Linitis plastica is the diffuse, scary version: tumor cells creep through the whole wall and trigger a desmoplastic reaction, shrinking the stomach into a thick-walled, rigid "leather bottle." On barium it's a narrowed, tube-like stomach that won't expand; on CT it's diffuse, marked wall thickening. It's named for leather for a reason — the organ becomes stiff and unyielding.
Staging: follow the spread
Once you've found it, your job shifts to how far has it gone, and CT of the chest, abdomen, and pelvis is the standard survey. You trace the tumor outward in the same order it travels:
| Where to look | What you're hunting for |
|---|---|
| Local wall | Depth of invasion; tumor breaching the outer wall into surrounding fat |
| Regional nodes | Enlarged or clustered perigastric and nearby nodes |
| Peritoneum | Nodular deposits, omental "caking," ascites — peritoneal spread |
| Distant organs | Liver lesions; spread to ovaries is a known pattern |
Small-volume peritoneal carcinomatosis is sneaky — a whisper of ascites or subtle omental nodularity is easy to scroll past, and it dramatically changes the plan. Always pair a gastric cancer read with a deliberate hunt through the peritoneum and a look at peritoneal carcinomatosis and the liver.
GIST: the outsider that pushes, not pulls
Now the plot twist. A gastrointestinal stromal tumor (GIST) arises from a pacemaker-type cell living in the deep muscle layer of the wall — nowhere near the lining. So instead of creeping along the mucosa, it balls up and grows outward, away from the lumen. The stomach is its most common home in the GI tract.
The imaging signature follows the biology: a round, well-defined mass that bulges exophytically off the stomach, often with most of its bulk hanging outside the organ.
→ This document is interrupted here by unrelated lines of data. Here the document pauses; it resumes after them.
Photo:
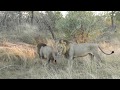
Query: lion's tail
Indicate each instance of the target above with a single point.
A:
(106, 53)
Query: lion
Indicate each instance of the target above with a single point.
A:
(39, 47)
(48, 53)
(72, 50)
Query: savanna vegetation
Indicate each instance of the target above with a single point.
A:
(21, 31)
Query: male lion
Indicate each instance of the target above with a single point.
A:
(39, 47)
(48, 53)
(71, 51)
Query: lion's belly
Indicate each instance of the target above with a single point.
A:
(81, 51)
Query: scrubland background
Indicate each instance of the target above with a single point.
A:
(21, 31)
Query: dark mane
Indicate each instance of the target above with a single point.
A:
(67, 42)
(39, 46)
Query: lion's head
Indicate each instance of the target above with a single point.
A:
(63, 47)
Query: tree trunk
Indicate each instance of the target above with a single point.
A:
(112, 19)
(32, 17)
(20, 17)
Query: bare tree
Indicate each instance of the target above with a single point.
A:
(32, 16)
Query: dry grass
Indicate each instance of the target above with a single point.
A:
(21, 50)
(19, 61)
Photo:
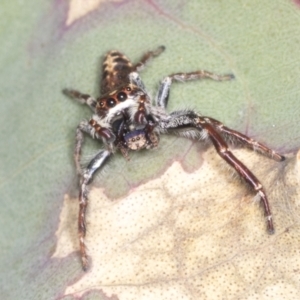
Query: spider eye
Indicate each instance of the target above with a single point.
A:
(122, 96)
(111, 102)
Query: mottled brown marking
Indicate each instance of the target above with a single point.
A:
(115, 69)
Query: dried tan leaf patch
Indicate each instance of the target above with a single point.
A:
(199, 235)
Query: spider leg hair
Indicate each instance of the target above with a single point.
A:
(180, 120)
(82, 98)
(245, 140)
(95, 164)
(146, 57)
(164, 88)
Smaller ones enhance smoothly; larger ones outgrow their blood supply and develop necrosis, ulceration, or even a cavity that communicates with the lumen.
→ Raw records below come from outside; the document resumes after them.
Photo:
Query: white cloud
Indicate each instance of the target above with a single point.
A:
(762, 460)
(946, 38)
Behavior is graded mostly by size and how fast the cells are dividing, not a tidy benign-versus-malignant line. A small, slow GIST can be nearly inert; a big one is treated as a real cancer. When GISTs spread, they favor the liver and the peritoneal surfaces — and notably they tend to spare the lymph nodes, the opposite of adenocarcinoma.
That nodal habit is a genuinely useful discriminator at the workstation: a bulky outward gastric mass with lots of enlarged perigastric nodes leans carcinoma; the same mass with clean nodes leans GIST.
Putting them side by side
If you remember one table from this page, make it this one.
| Feature | Adenocarcinoma | GIST |
|---|---|---|
| Layer of origin | Mucosa (inner lining) | Deep muscle (wall) |
| Growth pattern | Wall thickening, narrowing, ulceration | Round, exophytic, bulges outward |
| Lumen | Stiff, won't distend | Often preserved/displaced |
| Lymph nodes | Commonly involved | Usually spared |
| Spread | Nodes, peritoneum, liver | Liver, peritoneum (not nodes) |
Same organ, two completely different stories. The stomach is also the end of the swallowing tube, so a tumor here is a cousin in geography — though not in behavior — to esophageal cancer just upstream. When you open a gastric study, ask one question first — is this thickening the wall from the inside, or pushing it out from the deep muscle? — and the rest of the read falls into place.